それは裏を返せば、クライアント側でデータをきちんと取れているからこそ、ターゲットの解像度が高く、どこを狙うべきかが明確になっているということです。
実際に、近年成功しているクラブの特徴を見ると、データに基づいた意思決定の重要性が浮かび上がってきます。例えば、横浜DeNAベイスターズの躍進や、千葉ロッテマリーンズの集客向上、川崎ブレイブサンダースの改革など、データドリブンな運営を行うクラブの成功事例が増えています。
しかし、データ分析やマーケティングの専門知識を持つ人材や、そうした業務に専念できる組織的な余裕を持つクラブは、まだごく一部に限られています。多くのクラブでは、日々の運営に追われ、データ分析や戦略的なマーケティングに時間を割くことができないのが現状です。
Jクラブ所属時のわたしが感じていた課題感はまさにここにあり、dscの業務を通してさまざまなクライアントとやり取りをする中でも、多くのクラブも同様の課題を抱えていることがわかりました。
3. 新規事業への想い
私がdscという場を選んだのは、1つのクラブやチームではなく、スポーツ業界全体に対してアプローチできると考えたからです。そして今、新規事業という形でその思いを形にしようとしています。
開発するサービスは、クラブの規模や人材、組織的な制約に関係なく、誰でも簡単にデータドリブンなファンマーケティングを実現できるものを目指しています。具体的には、来場者アンケートからSNSのデータまで、様々なデータを統合的に分析し、専門知識がなくても日々の業務改善に活かせる示唆を提供します。

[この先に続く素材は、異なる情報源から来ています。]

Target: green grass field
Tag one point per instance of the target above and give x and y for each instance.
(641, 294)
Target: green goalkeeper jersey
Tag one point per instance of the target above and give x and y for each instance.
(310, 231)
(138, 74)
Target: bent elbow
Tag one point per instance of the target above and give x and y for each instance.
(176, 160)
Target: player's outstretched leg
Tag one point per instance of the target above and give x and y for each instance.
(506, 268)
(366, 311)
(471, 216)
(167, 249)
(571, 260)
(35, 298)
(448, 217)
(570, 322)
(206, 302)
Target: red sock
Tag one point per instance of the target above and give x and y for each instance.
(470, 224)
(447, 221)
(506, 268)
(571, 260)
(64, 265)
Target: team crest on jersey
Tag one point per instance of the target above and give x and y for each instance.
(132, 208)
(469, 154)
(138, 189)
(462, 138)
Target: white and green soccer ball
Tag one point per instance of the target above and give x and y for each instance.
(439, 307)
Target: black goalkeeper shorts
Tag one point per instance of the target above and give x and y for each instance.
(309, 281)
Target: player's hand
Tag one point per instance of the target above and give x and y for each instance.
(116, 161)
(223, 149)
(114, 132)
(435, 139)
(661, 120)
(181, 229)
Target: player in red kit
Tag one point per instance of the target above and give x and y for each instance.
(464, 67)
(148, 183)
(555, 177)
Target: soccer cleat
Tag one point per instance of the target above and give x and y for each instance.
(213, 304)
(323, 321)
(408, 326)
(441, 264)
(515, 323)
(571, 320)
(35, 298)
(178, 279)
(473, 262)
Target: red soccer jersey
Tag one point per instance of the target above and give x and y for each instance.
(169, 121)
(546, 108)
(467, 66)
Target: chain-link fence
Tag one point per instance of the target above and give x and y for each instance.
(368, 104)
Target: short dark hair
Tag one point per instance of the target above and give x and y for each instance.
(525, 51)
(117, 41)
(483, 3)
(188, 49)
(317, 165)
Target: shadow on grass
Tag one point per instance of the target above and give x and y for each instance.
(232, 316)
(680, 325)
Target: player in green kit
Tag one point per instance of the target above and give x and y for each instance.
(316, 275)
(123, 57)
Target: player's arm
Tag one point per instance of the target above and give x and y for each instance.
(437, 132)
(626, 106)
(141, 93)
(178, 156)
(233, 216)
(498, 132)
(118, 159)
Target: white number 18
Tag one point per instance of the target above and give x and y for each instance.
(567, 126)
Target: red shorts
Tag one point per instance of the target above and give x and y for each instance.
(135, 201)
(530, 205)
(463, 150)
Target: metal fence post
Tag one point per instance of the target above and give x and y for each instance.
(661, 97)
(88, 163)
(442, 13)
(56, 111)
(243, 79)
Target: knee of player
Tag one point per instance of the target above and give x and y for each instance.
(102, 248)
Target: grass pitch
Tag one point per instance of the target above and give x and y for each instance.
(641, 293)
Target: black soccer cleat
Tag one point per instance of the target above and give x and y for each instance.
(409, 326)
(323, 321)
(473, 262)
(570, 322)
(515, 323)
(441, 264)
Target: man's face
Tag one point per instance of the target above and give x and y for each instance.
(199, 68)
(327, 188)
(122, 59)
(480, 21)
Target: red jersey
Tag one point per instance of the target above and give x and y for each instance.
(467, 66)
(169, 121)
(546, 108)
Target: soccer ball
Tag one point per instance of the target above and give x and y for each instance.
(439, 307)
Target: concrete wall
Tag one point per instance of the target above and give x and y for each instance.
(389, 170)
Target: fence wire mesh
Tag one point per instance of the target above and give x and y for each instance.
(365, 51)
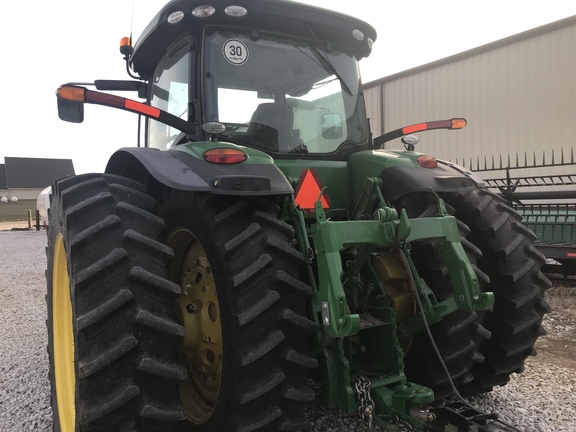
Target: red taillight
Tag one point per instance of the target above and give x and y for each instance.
(427, 161)
(225, 156)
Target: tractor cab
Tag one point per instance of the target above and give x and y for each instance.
(272, 76)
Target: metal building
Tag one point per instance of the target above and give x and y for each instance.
(518, 95)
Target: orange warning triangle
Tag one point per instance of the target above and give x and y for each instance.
(309, 191)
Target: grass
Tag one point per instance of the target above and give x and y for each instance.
(17, 211)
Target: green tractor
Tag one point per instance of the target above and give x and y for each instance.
(259, 240)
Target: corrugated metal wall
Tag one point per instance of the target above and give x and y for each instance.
(518, 95)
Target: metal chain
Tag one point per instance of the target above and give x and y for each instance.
(407, 426)
(366, 408)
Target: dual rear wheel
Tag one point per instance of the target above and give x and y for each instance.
(179, 312)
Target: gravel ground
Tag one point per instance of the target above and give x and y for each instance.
(542, 399)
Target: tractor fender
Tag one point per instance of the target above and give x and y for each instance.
(181, 170)
(400, 181)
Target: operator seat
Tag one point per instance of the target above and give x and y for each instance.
(271, 127)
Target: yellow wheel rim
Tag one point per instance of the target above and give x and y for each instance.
(199, 312)
(63, 337)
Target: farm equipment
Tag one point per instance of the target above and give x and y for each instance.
(543, 190)
(260, 239)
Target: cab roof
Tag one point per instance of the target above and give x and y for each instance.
(279, 16)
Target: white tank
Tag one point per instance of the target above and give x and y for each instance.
(43, 204)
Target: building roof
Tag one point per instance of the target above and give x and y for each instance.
(34, 173)
(547, 28)
(3, 177)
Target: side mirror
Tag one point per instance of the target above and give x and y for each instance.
(70, 111)
(331, 126)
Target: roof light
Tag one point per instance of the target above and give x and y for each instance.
(426, 161)
(235, 11)
(175, 17)
(358, 35)
(225, 156)
(125, 46)
(203, 11)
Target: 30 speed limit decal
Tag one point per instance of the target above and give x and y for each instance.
(235, 51)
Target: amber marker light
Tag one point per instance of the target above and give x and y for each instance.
(458, 123)
(72, 93)
(225, 156)
(426, 161)
(125, 42)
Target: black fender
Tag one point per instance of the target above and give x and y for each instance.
(400, 181)
(180, 170)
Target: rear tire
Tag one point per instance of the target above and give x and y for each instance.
(112, 332)
(514, 268)
(237, 268)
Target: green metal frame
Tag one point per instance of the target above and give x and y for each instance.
(322, 241)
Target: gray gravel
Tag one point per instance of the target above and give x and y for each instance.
(540, 400)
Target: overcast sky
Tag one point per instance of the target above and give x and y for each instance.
(52, 42)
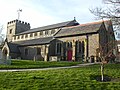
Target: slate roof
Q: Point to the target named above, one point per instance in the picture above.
(79, 29)
(13, 47)
(38, 41)
(58, 25)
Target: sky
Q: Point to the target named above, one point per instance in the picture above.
(45, 12)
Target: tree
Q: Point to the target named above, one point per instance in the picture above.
(2, 36)
(111, 12)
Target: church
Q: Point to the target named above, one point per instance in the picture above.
(65, 41)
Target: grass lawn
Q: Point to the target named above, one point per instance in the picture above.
(20, 64)
(62, 79)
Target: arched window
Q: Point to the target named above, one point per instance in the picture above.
(79, 48)
(58, 45)
(82, 47)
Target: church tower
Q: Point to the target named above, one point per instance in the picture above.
(15, 27)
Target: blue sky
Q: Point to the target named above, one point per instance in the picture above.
(45, 12)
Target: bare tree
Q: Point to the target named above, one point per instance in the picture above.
(112, 11)
(2, 36)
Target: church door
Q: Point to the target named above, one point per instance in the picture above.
(69, 55)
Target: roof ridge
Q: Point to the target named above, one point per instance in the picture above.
(89, 23)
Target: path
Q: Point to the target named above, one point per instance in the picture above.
(16, 70)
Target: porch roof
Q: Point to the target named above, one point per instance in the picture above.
(79, 29)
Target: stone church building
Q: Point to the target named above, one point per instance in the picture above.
(64, 41)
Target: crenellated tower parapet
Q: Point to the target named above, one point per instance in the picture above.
(15, 27)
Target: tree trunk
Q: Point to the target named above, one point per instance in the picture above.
(102, 72)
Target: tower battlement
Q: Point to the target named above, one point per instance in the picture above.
(18, 21)
(15, 27)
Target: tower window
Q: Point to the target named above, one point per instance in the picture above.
(26, 36)
(10, 31)
(31, 34)
(41, 33)
(35, 34)
(53, 31)
(46, 32)
(18, 37)
(58, 48)
(22, 36)
(26, 51)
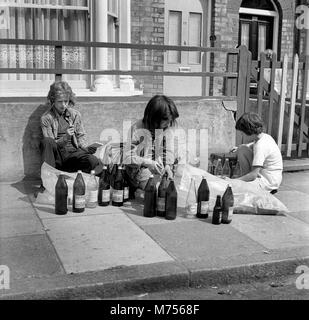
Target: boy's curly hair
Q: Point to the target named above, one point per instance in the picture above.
(61, 88)
(250, 123)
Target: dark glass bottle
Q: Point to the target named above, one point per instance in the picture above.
(227, 205)
(104, 195)
(117, 193)
(219, 168)
(203, 200)
(217, 212)
(161, 196)
(171, 201)
(79, 193)
(61, 196)
(126, 189)
(150, 198)
(237, 171)
(226, 170)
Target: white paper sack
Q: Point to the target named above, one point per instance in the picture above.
(49, 176)
(246, 199)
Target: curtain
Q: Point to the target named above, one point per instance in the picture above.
(262, 38)
(245, 29)
(44, 24)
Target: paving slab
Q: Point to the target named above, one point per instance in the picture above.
(301, 215)
(18, 222)
(273, 232)
(11, 197)
(294, 200)
(195, 240)
(100, 242)
(29, 257)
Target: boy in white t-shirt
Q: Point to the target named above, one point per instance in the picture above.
(260, 160)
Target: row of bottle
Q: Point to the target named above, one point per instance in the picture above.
(93, 194)
(225, 170)
(197, 204)
(161, 202)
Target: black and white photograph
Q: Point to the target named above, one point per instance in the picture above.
(154, 154)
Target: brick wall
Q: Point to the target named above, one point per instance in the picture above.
(225, 20)
(20, 131)
(147, 23)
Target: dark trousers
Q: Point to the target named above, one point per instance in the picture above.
(62, 159)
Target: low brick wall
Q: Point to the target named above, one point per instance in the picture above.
(20, 132)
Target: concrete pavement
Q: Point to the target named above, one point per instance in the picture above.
(113, 251)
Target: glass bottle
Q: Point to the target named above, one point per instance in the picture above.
(171, 201)
(92, 191)
(161, 196)
(104, 193)
(126, 189)
(117, 192)
(191, 203)
(150, 198)
(237, 171)
(226, 170)
(227, 205)
(218, 169)
(79, 193)
(217, 212)
(203, 200)
(61, 196)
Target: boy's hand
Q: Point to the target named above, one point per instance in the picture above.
(91, 150)
(234, 149)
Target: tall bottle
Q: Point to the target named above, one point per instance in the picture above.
(126, 189)
(226, 170)
(218, 169)
(79, 193)
(104, 194)
(217, 212)
(203, 200)
(117, 193)
(61, 196)
(92, 191)
(191, 203)
(237, 171)
(171, 201)
(162, 196)
(227, 205)
(150, 198)
(210, 167)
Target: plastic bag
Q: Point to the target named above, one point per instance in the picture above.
(247, 200)
(49, 176)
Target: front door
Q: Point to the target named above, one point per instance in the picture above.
(183, 27)
(256, 33)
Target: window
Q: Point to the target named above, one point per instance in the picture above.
(174, 35)
(195, 36)
(44, 20)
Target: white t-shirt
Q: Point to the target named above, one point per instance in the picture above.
(266, 154)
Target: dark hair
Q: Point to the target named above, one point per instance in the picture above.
(159, 108)
(61, 88)
(250, 123)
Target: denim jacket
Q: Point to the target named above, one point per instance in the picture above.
(50, 123)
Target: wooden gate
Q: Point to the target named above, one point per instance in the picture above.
(277, 91)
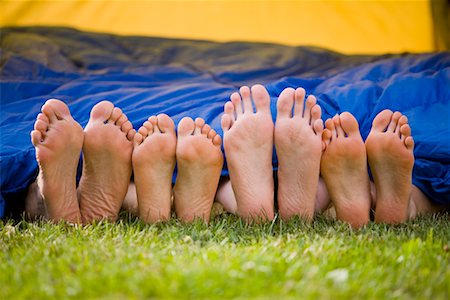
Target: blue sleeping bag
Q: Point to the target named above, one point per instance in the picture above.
(146, 76)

重要なのは、このサービスが単なるデータ分析ツールではないということです。例えば、今日の試合で出た課題を、次のホームゲームにはすぐ改善できる、そのくらい短いサイクルで現場が高頻度で活用できる、実務に即したサービスを提供する予定です。また、定量データだけでなく、ファンからの声という定性データも含めた、より包括的な分析を可能にしたいと考えています。
新規事業の詳細に関してはこちらの記事をご覧ください:「データドリブンな意思決定を支援するスポーツテックSaaS事業の立ち上げ」https://www.wantedly.com/companies/daigakusportschannel/post_articles/937027
4. スポーツ×テクノロジーの新しいフィールドを作る
今、スポーツ界では競技面でのデータ分析が当たり前になりつつあります。しかし、ファンマーケティングの領域では、まだまだ可能性が眠っています。この領域で、PdM・エンジニアが活躍できる新しいフィールドを一緒に作っていきませんか。
私が求めているのは、単なる開発者ではありません。新規事業の立ち上げに主体的に関わり、スポーツ界をより良くするビジョンを共有できるパートナーです。0→1のプロダクト開発の経験がある方はもちろん、データドリブンな意思決定に関心がある方、自分の技術で人々の笑顔を生み出したい方、業界の構造的課題にチャレンジしたい方、そんな方々とお会いできることを楽しみにしています。